MSc in Medical Biophysics - Biomedical Imaging in Toronto Canada | University of Toronto

The Department of Medical Biophysics is a cross-disciplinary unit renowned for its longstanding tradition of groundbreaking work in cancer studies, therapies, and other medical fields. Based mainly at the Princess Margaret Cancer Centre, Sunnybrook Research Institute, and SickKids Research Institute, it provides graduate programs culminating in Master of Science and Doctor of Philosophy degrees. This innovative program in oncology and general biomedical research transcends traditional divisions between biology, physics, clinical medicine, and engineering, offering a cutting-edge educational experience and top-tier research opportunities.

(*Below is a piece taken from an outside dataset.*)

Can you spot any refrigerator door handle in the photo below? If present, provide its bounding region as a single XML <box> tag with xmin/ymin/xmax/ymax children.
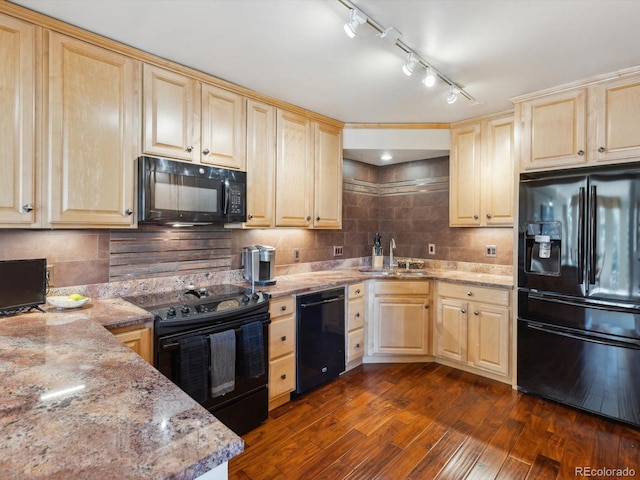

The graduate education initiative forms a cornerstone of the Department of Medical Biophysics, with roots stretching over half a century to its founding in cancer investigation at the Ontario Cancer Institute. Students can pursue interdisciplinary, research-intensive graduate degrees at both MSc and PhD levels. While the MSc serves as a typical starting point, the program primarily focuses on doctoral studies. Coursework is designed to expand students' knowledge bases, particularly for those coming from life sciences or physical sciences undergraduate programs. Completion typically takes 2.5 years for MSc candidates and 5-6 years for PhD candidates.
Biological systems, ranging from cellular organelles to entire human bodies, function according to their structural organization. Imaging methods allow researchers to detect and interpret these spatial relationships, supporting both medical diagnostics and the study of normal development throughout life. MBP investigators are pioneering novel imaging approaches while finding new clinical uses for existing technologies. Active research areas within the department encompass magnetic resonance, ultrasound, magnetoencephalography, X-ray, and optical methods applied to various organ systems and disease states. These projects may explore fundamental physics, device engineering, contrast agent development, animal model testing, or human clinical trials, depending on the technology's maturity and intended applications.